Les Etats-Unis n’en possèdent pas non plus, c’est un vrai manque dans l’OTAN. Le seul pays au monde qui dispose d’un système de défense aérien holistique – qui détecte et qui abat – est Israël, qui a ce qui s’appelle le dôme de fer, Iron Dome en anglais.
L’administration Trump a lancé le projet d’équivalence américaine, le Golden Dome, qui n’en est qu’aux premières phases d’attribution des rôles et des contrats ; contrats très lucratifs d’ailleurs, ce qui va creuser un peu plus la dette abyssale américaine, mais qui pourrait avoir un effet dissuasif sur les Européens face aux factures –on parle d’un budget de départ de 25 milliards de dollars quand même, l’idéal serait de reprendre les idées dans les grandes lignes et d’être plus rationnels sur les dépenses.
Et d’ailleurs, côté européen, ces intrusions récentes pourraient être l’occasion de ressortir des cartons le projet du Sky Shield, littéralement le bouclier céleste, pour en faire –entre autres– un mur anti-drones, qui est la priorité soulevée par les pays qui ont vu des intrusions confirmées ou soupçonnées, je pense notamment au Danemark qui a vu ses avions cloués au sol en raison de la présence d’objets intrus dans l’espace aérien.
Comment construit-on un système de défense aérienne polyvalent ?
C’est un véritable casse-tête, parce qu’il y a une multiplication des menaces pour l’intégrité des espaces aériens. Il n’y a pas juste des missiles intercontinentaux, des avions pilotés, ni des drones, qui peuvent être très discrets et créer beaucoup de dommages ; il y a aussi des ballons-espions en haute altitude, et plus on monte en altitude, plus il est difficile de détecter et d’intervenir, et pareil pour la très basse altitude à ras du sol avec les drones.
C’est là que les architectures qui combinent des systèmes radars, satellites, l’intelligence artificielle entraînée à reconnaître certains types d’objets pour solliciter une vérification humaine sur les cas les plus probables d’intrusion, tout ça est essentiel.

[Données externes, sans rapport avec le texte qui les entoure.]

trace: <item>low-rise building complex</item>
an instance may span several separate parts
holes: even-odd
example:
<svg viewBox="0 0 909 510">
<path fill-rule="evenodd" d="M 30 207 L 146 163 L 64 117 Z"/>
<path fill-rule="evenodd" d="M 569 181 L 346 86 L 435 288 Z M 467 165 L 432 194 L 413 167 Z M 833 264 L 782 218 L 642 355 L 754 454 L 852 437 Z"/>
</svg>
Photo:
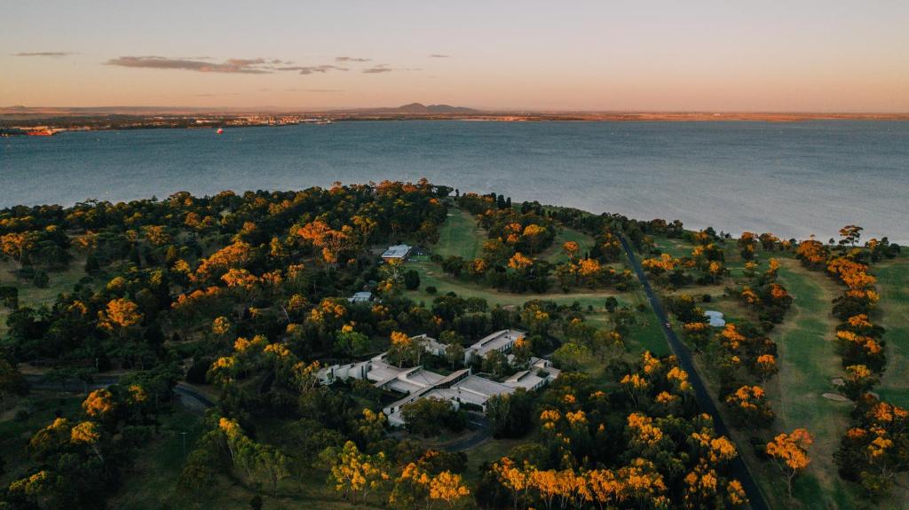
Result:
<svg viewBox="0 0 909 510">
<path fill-rule="evenodd" d="M 465 355 L 464 364 L 473 356 L 482 356 L 481 353 L 493 349 L 506 352 L 523 335 L 514 329 L 504 329 L 489 335 L 466 349 L 473 354 L 470 357 Z M 445 344 L 439 343 L 435 338 L 419 335 L 413 337 L 413 339 L 420 341 L 426 352 L 435 356 L 445 354 Z M 405 424 L 402 408 L 420 398 L 446 400 L 454 408 L 467 404 L 485 412 L 486 401 L 491 397 L 510 394 L 519 387 L 528 391 L 539 389 L 561 373 L 549 360 L 532 358 L 526 369 L 500 383 L 474 375 L 469 368 L 443 376 L 423 367 L 395 367 L 386 358 L 387 353 L 383 353 L 366 361 L 325 367 L 318 371 L 317 378 L 322 384 L 331 384 L 336 379 L 365 379 L 372 381 L 376 387 L 404 394 L 402 398 L 383 408 L 388 416 L 388 423 L 400 427 Z"/>
</svg>

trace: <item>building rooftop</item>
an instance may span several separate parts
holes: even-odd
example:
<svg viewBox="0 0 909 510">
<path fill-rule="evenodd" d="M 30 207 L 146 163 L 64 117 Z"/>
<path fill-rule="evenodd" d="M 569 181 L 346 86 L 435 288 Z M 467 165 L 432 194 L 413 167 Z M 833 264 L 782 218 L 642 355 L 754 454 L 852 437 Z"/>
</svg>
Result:
<svg viewBox="0 0 909 510">
<path fill-rule="evenodd" d="M 704 316 L 707 318 L 710 325 L 714 328 L 723 328 L 726 325 L 726 320 L 723 319 L 722 311 L 707 310 L 704 312 Z"/>
<path fill-rule="evenodd" d="M 347 298 L 347 300 L 351 303 L 365 303 L 373 300 L 373 293 L 368 290 L 364 290 L 362 292 L 357 292 Z"/>
<path fill-rule="evenodd" d="M 470 348 L 477 356 L 483 357 L 491 350 L 503 350 L 506 346 L 514 344 L 521 337 L 524 337 L 523 331 L 503 329 L 480 338 L 476 343 L 470 346 Z"/>
<path fill-rule="evenodd" d="M 389 246 L 388 250 L 385 250 L 385 253 L 382 254 L 383 259 L 404 259 L 410 253 L 410 246 L 406 244 L 395 244 L 395 246 Z"/>
</svg>

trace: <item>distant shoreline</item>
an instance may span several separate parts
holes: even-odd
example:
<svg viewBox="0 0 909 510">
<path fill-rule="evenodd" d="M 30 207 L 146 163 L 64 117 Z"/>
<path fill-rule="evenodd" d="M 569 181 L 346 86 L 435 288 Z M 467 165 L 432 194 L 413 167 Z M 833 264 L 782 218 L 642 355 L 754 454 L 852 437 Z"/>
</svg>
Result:
<svg viewBox="0 0 909 510">
<path fill-rule="evenodd" d="M 498 113 L 325 111 L 307 113 L 125 113 L 128 110 L 0 108 L 0 136 L 25 135 L 33 130 L 217 129 L 276 127 L 301 123 L 381 121 L 461 121 L 496 123 L 801 123 L 812 121 L 909 121 L 909 113 Z M 117 113 L 114 113 L 117 112 Z"/>
</svg>

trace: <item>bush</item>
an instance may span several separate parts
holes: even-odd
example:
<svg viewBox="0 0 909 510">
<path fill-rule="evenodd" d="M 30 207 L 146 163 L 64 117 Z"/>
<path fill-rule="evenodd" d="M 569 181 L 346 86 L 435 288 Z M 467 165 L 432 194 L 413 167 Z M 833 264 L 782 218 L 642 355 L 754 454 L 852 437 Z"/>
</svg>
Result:
<svg viewBox="0 0 909 510">
<path fill-rule="evenodd" d="M 47 276 L 46 272 L 41 270 L 35 270 L 35 276 L 32 277 L 32 281 L 38 289 L 47 289 L 47 286 L 51 283 L 51 279 Z"/>
<path fill-rule="evenodd" d="M 410 270 L 404 273 L 404 286 L 407 290 L 416 290 L 420 288 L 420 273 Z"/>
</svg>

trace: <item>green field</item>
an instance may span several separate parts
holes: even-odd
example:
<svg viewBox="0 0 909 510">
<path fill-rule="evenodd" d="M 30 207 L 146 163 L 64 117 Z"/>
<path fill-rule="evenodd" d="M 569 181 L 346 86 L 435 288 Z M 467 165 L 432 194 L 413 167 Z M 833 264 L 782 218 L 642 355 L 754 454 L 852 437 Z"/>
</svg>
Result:
<svg viewBox="0 0 909 510">
<path fill-rule="evenodd" d="M 20 307 L 52 305 L 56 299 L 57 294 L 71 291 L 73 286 L 85 276 L 85 260 L 75 260 L 66 270 L 49 272 L 50 285 L 46 289 L 39 289 L 30 281 L 17 280 L 13 272 L 16 268 L 15 264 L 0 262 L 0 286 L 15 287 L 19 289 Z M 9 309 L 0 308 L 0 336 L 6 333 L 6 317 L 8 315 Z"/>
<path fill-rule="evenodd" d="M 876 390 L 881 397 L 909 407 L 909 258 L 872 268 L 881 293 L 874 322 L 886 328 L 887 369 Z"/>
<path fill-rule="evenodd" d="M 469 260 L 480 256 L 485 239 L 485 232 L 469 212 L 452 208 L 439 229 L 439 242 L 433 251 L 443 257 L 457 256 Z"/>
<path fill-rule="evenodd" d="M 767 385 L 776 413 L 774 433 L 804 427 L 814 436 L 813 462 L 796 479 L 793 493 L 804 508 L 854 508 L 855 495 L 836 473 L 833 454 L 849 424 L 852 402 L 822 397 L 835 393 L 832 379 L 842 377 L 840 356 L 832 341 L 835 319 L 831 300 L 841 289 L 824 273 L 811 272 L 792 259 L 781 260 L 779 281 L 794 301 L 785 322 L 771 334 L 779 348 L 779 374 Z M 766 490 L 774 506 L 784 508 L 785 490 L 775 467 L 767 473 L 773 489 Z M 770 480 L 764 479 L 764 482 Z"/>
</svg>

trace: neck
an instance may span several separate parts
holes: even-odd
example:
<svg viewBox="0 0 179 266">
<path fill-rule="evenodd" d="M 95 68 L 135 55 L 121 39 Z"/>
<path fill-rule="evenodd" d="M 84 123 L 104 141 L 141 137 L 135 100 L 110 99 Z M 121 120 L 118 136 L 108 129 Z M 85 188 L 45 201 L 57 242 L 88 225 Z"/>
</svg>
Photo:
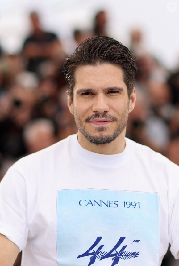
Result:
<svg viewBox="0 0 179 266">
<path fill-rule="evenodd" d="M 78 140 L 83 148 L 93 152 L 106 155 L 118 154 L 123 151 L 125 148 L 126 131 L 126 129 L 123 130 L 114 140 L 107 144 L 99 145 L 93 144 L 79 131 Z"/>
</svg>

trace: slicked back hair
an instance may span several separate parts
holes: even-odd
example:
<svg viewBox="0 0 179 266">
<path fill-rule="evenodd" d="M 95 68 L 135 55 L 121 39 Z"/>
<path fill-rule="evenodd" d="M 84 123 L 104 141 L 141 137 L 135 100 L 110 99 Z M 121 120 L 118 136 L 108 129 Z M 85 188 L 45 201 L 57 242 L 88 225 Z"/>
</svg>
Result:
<svg viewBox="0 0 179 266">
<path fill-rule="evenodd" d="M 128 48 L 121 42 L 109 37 L 96 36 L 83 42 L 73 55 L 66 59 L 62 71 L 69 86 L 72 102 L 75 84 L 75 72 L 78 68 L 110 64 L 119 66 L 123 70 L 123 80 L 127 88 L 129 97 L 134 88 L 135 62 Z"/>
</svg>

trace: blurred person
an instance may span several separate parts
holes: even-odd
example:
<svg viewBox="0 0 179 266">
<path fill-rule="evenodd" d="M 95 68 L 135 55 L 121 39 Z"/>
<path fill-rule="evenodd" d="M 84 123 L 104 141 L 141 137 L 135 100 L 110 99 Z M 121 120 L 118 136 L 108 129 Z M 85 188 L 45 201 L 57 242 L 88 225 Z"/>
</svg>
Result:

Les satellites de reconnaissance et de communication utilisés pour les systèmes de contrôles et de commande vont jouer un rôle essentiel pour la réactivité aux menaces et aux intrusions ; et la mise en orbite des satellites de la constellation européenne IRIS² sera cruciale pour l’architecture de défense aérienne européenne.
Et l’architecture “modèle” actuellement est celle israélienne, mais qui adopte beaucoup la méthode américaine de tirer d’abord et poser les questions après. Et c’est là que pour l’Europe il serait important de trouver un entre-deux avec la méthode actuelle qui est celle de poser des questions et d’escorter jusqu’à la sortie sans conséquences notoires.
C’est un projet titanesque, déployer des capteurs et des intercepteurs sur terre, en mer, dans l’espace pour protéger un continent.
Absolument, d’où l’intérêt de faire pot commun pour l’Union européenne ; d’où les coûts qui auront des répercussions sur les dépenses publiques pour plusieurs générations. Et c’est pour ça que les Etats-Unis écartent déjà certaines idées de départ, comme celle de placer des intercepteurs, donc probablement des missiles guidés, en orbite, pour une interception plus rapide.
Et dans l’entre-temps, il existe des systèmes de défense aérien et anti-drones qui ont fait leurs preuves à coût tellement bas qu’on pourrait comparer ça à du bricolage bon marché. Je pense notamment aux Sky Sentinels ukrainiennes, qui sont un assemblage à la Mac Giver de tourelles transportables avec des capteurs assistés par IA qui dégomment les drones russes sur le terrain. Et c’est le genre d’architecture qui n’est pas multimodale, qui n’est pas polyvalente ; mais qui coûte cent millions au lieu de dix milliards, qui est très rapide et facile à mettre en place, et qui constituerait un mur anti-drônes européen très honorable en attendant que tout le monde s’écharpe à Bruxelles sur quoi faire pour la suite.
Un entretien réalisé par Laurence Aubron.